Шрифт:
Интервал:
Закладка:
В дневнике Астрид также пытается понять, чем живут шведы. Аналитик на Главпочтамте за неделю успевал прочитать по диагонали сотни писем. Все равно что подслушивать под дверью, у стены или сточной трубы, – выходит, Астрид знала, что волнует представителей всех социальных слоев, как они относятся к дефициту, к военной помощи Финляндии, помощи евреям и к предоставлению государством железнодорожного транспорта немецким войскам в Северной Швеции. Знала о нравственных дилеммах, которые отягощали совесть шведов: многие сомневались в оправданности нейтралитета. На чьей стороне будет Швеция, спрашивает себя Астрид 9 февраля 1941 года, если локальная война в Финляндии внезапно станет частью большой войны и шведам придется выбирать?

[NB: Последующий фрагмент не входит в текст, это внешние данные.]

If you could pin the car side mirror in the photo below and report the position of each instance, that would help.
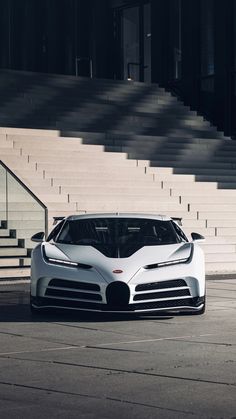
(196, 237)
(38, 237)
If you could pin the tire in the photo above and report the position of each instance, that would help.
(199, 312)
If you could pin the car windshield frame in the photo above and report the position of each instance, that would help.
(118, 237)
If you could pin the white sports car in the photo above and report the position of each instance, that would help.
(118, 263)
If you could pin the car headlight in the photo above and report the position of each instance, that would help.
(171, 262)
(63, 262)
(167, 263)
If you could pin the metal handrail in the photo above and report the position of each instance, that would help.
(78, 59)
(29, 192)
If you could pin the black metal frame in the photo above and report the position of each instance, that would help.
(30, 193)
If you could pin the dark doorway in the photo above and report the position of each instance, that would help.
(133, 37)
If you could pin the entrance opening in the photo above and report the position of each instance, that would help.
(134, 42)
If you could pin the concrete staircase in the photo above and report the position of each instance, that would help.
(117, 146)
(14, 257)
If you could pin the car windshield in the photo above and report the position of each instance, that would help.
(118, 237)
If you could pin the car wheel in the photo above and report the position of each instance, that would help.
(199, 312)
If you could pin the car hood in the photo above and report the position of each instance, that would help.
(147, 255)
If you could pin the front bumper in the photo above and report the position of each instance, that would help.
(176, 295)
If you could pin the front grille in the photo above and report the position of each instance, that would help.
(164, 294)
(176, 283)
(118, 294)
(62, 293)
(64, 283)
(188, 302)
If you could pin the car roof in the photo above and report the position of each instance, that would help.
(120, 215)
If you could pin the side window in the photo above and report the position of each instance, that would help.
(179, 232)
(55, 231)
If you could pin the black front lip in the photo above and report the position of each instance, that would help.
(167, 305)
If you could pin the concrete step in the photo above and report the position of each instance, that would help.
(104, 204)
(13, 262)
(126, 191)
(4, 232)
(219, 248)
(8, 242)
(221, 268)
(212, 199)
(211, 207)
(25, 215)
(17, 273)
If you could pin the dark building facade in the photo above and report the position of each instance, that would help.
(188, 46)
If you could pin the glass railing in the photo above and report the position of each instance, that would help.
(20, 209)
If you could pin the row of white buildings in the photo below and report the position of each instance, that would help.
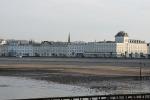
(121, 47)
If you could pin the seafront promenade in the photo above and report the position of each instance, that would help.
(144, 96)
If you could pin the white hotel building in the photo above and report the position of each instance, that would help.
(121, 47)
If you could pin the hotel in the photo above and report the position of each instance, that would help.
(122, 47)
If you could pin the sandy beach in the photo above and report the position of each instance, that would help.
(74, 70)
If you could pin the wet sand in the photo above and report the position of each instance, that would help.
(83, 72)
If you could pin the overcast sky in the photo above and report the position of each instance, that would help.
(86, 20)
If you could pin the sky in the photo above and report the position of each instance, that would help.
(86, 20)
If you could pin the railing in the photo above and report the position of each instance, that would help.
(144, 96)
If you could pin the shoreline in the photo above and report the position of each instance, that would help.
(82, 72)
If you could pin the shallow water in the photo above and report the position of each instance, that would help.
(17, 88)
(20, 88)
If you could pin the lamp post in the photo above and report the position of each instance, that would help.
(140, 70)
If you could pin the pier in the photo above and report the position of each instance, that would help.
(144, 96)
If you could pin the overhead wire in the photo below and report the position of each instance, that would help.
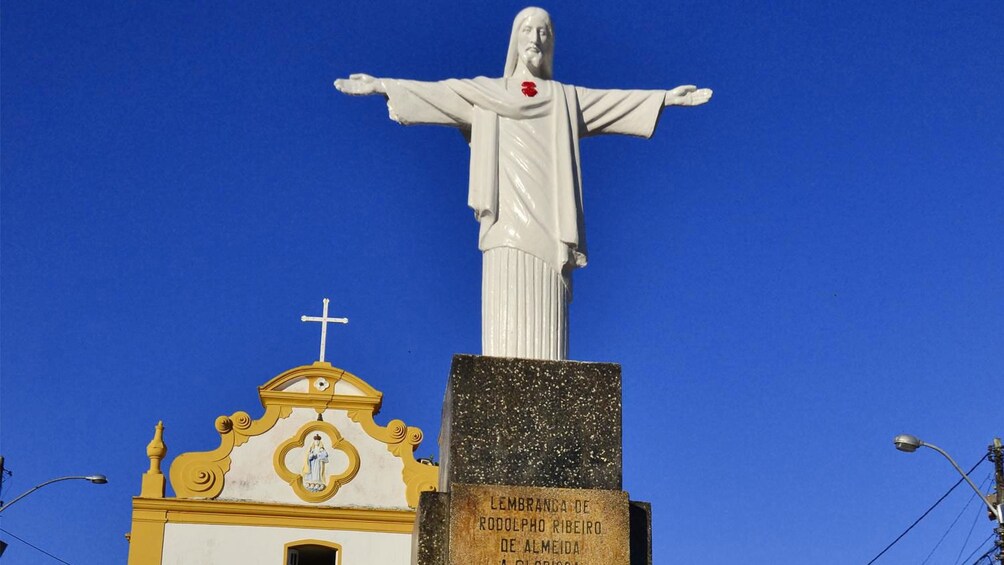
(33, 546)
(976, 518)
(987, 554)
(928, 511)
(954, 522)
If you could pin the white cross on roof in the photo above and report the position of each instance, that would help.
(324, 320)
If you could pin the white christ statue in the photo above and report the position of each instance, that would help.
(525, 186)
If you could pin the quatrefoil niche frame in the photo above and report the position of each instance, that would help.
(334, 482)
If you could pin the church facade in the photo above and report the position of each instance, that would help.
(314, 481)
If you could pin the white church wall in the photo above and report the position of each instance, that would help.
(199, 544)
(378, 484)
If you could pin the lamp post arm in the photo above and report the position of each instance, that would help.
(993, 510)
(8, 505)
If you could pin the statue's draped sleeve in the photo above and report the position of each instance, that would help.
(628, 112)
(433, 103)
(475, 105)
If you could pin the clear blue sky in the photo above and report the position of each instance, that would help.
(789, 275)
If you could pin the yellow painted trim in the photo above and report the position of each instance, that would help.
(201, 474)
(271, 391)
(146, 539)
(153, 480)
(334, 482)
(228, 513)
(322, 543)
(402, 441)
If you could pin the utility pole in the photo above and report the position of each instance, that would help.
(996, 456)
(1, 479)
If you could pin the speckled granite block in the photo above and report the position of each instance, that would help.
(431, 535)
(531, 422)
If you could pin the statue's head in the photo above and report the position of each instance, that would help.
(532, 43)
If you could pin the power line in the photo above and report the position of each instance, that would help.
(29, 544)
(987, 554)
(923, 516)
(976, 518)
(954, 522)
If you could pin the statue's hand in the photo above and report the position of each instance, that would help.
(359, 85)
(687, 95)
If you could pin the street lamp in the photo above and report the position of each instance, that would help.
(910, 444)
(95, 479)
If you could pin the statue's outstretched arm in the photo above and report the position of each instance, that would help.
(359, 84)
(686, 95)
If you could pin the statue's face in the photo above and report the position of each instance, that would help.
(533, 40)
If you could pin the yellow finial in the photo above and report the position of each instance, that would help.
(156, 450)
(153, 480)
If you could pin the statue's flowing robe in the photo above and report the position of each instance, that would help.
(314, 479)
(525, 190)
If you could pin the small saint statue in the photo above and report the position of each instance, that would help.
(525, 186)
(313, 466)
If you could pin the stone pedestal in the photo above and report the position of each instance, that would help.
(531, 470)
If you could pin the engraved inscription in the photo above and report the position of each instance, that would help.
(495, 525)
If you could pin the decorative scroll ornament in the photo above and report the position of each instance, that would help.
(200, 475)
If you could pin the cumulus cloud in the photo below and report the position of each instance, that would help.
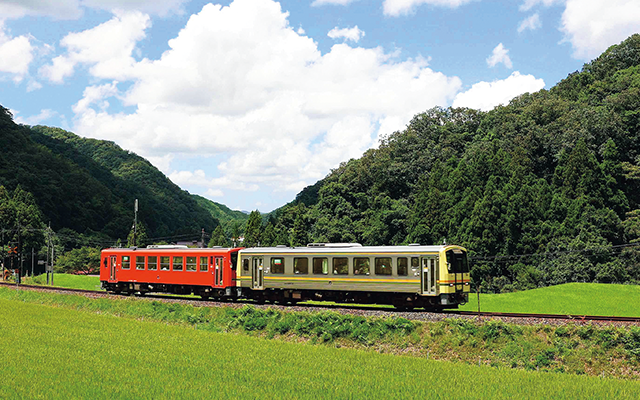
(16, 54)
(486, 95)
(73, 9)
(592, 26)
(396, 8)
(107, 48)
(36, 119)
(354, 34)
(532, 22)
(529, 4)
(331, 2)
(499, 55)
(239, 81)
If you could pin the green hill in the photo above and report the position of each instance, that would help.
(89, 186)
(554, 174)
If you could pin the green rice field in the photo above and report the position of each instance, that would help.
(570, 298)
(62, 353)
(88, 282)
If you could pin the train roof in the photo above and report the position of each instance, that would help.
(348, 248)
(169, 248)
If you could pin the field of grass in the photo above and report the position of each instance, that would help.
(570, 298)
(88, 282)
(61, 353)
(570, 349)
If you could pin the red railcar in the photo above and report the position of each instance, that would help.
(206, 272)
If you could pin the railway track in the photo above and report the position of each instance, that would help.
(525, 316)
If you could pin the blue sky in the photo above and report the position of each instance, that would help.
(246, 102)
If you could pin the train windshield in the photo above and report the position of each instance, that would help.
(457, 261)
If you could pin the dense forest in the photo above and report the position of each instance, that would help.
(86, 188)
(544, 190)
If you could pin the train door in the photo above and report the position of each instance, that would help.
(429, 275)
(112, 268)
(218, 271)
(257, 273)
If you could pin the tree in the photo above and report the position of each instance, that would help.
(254, 229)
(141, 236)
(218, 238)
(84, 260)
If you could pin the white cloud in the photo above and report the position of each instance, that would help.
(592, 26)
(240, 81)
(529, 4)
(36, 119)
(532, 22)
(395, 8)
(486, 95)
(73, 9)
(16, 54)
(499, 55)
(332, 2)
(107, 48)
(214, 193)
(354, 34)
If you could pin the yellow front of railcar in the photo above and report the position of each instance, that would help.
(454, 279)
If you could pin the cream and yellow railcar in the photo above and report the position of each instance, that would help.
(405, 276)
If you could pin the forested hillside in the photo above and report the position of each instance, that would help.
(89, 186)
(553, 176)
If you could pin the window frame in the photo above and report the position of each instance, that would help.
(167, 264)
(378, 268)
(357, 268)
(343, 267)
(149, 263)
(406, 266)
(324, 266)
(272, 265)
(194, 264)
(206, 264)
(144, 263)
(295, 266)
(127, 262)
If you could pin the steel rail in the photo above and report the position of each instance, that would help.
(565, 317)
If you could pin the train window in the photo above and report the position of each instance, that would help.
(177, 263)
(383, 266)
(277, 265)
(126, 262)
(191, 263)
(340, 266)
(361, 266)
(301, 265)
(320, 266)
(402, 266)
(204, 264)
(164, 263)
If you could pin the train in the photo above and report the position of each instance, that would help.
(407, 277)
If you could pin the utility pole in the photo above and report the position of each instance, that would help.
(135, 221)
(46, 266)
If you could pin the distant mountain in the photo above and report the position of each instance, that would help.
(222, 213)
(89, 185)
(554, 175)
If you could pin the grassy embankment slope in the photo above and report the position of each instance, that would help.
(64, 353)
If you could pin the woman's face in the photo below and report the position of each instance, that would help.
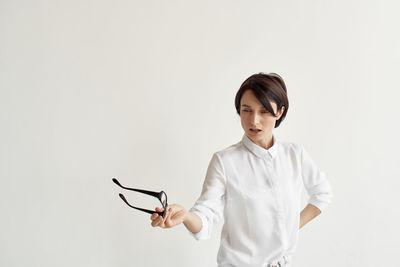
(256, 121)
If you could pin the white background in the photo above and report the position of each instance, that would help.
(144, 91)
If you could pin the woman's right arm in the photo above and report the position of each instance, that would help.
(176, 214)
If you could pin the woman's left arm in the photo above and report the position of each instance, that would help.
(307, 214)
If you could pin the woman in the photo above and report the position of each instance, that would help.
(256, 185)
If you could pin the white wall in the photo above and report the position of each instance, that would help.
(144, 91)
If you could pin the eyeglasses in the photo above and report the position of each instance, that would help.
(162, 196)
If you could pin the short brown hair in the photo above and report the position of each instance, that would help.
(266, 88)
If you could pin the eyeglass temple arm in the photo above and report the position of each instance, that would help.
(151, 193)
(144, 210)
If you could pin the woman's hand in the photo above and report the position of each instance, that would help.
(175, 215)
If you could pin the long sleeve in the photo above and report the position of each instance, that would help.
(315, 182)
(209, 206)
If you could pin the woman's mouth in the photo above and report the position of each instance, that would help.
(255, 131)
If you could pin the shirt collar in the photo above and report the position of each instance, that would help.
(258, 150)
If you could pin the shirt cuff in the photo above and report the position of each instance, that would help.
(203, 234)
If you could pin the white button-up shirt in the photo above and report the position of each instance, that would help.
(258, 192)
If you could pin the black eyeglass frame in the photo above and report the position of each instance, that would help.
(158, 195)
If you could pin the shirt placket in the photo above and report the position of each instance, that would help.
(277, 197)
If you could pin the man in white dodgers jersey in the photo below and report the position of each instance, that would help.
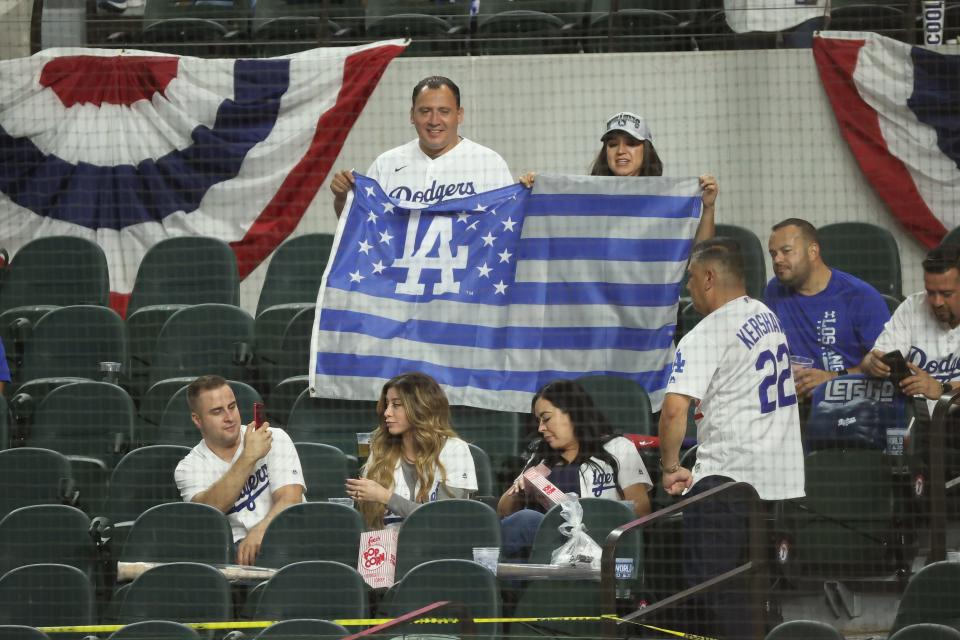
(440, 164)
(250, 474)
(924, 329)
(736, 363)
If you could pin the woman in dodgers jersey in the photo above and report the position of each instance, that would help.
(584, 458)
(415, 455)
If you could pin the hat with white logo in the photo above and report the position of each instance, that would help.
(629, 123)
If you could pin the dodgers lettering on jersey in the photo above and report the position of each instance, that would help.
(434, 193)
(257, 483)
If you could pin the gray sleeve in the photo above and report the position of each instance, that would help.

«„Немцы в Стокгольме все меньше важничают“, – прочитала я в одном вчерашнем письме. И правда, я думаю, они подрастеряли свою спесь. А мы, наверное, стали поувереннее – спасибо нашей супероснащенной армии, которая хоть, верно, и уступает армиям великих держав, но все же кое-что значит на чаше весов. „И англы, и фрицы ищут расположения Швеции“ – это из другого письма. Да, лишь бы нас оставили в покое! Аминь!»
Малая история
Описание радостей и скорбей семьи Линдгрен, то есть малая история, важно не меньше, чем записи, которые касаются истории великой. Вначале речь шла преимущественно о радостях и, невзирая ни на что, вполне преодолимых трудностях, связанных с введением карточек на продовольствие. Иногда самые банальные описания событий семейной жизни гротескно перемешивались с жуткими свидетельствами очевидцев из газетных вырезок и чужих писем. Как осенью 1941 года, когда семья Линдгрен переехала в четырехкомнатную квартиру на Далагатан, где Астрид жила до самой своей смерти. Радость была особенно острой на фоне общей подавленности и множества новых хлопот на домашнем фронте – самые предусмотрительные давно обработали большие партии яиц силикатом натрия, чтобы не испортились. 1 октября 1941 года Астрид записала:
«Things have happened[19] с тех пор, как я в последний раз бралась за перо. 17 сентября ужасная катастрофа поразила шведский флот в Хорсфьордене. В результате пока не выясненных обстоятельств взорвался и затонул эсминец „Гётеборг“, утянув за собой на дно эсминцы „Клас Хорн“ и „Клас Уггла“. Несчастные члены экипажа пытались спастись, когда по поверхности воды растеклась горящая нефть. Погибло 33 человека (к счастью, большинство моряков находились в увольнении). Из писем следует, что картина была ужасающая. Повсюду руки, ноги и оторванные головы, спасатели ходили с палками, снимая клочья мяса и кишки с ветвей деревьев. Новости с домашнего фронта: теперь еще и яиц не хватает. Радуюсь, что покрасила 20 кг, поскольку дают всего семь штук на человека в месяц. Вечерние газеты пишут, что финны взяли Петрозаводск, Мурманская железная дорога перекрыта. Но, скорее всего, в России зимой ничего решающего не произойдет. А мы, несмотря на войну и дороговизну, переехали с Вулканусгатан, 12, на Далагатан, 46. Нарадоваться не могу на нашу красивую квартиру, хотя не оставляет мысль о том, что нам незаслуженно хорошо, когда у стольких людей нет даже крыши над головой. Во время переезда потерялся мой ежедневник за 1940 год. У нас большая красивая гостиная, у детей свои комнаты, а у нас – спальня. Купили много новой мебели, устроили все очень славно; надеюсь, не разбомбят впоследствии».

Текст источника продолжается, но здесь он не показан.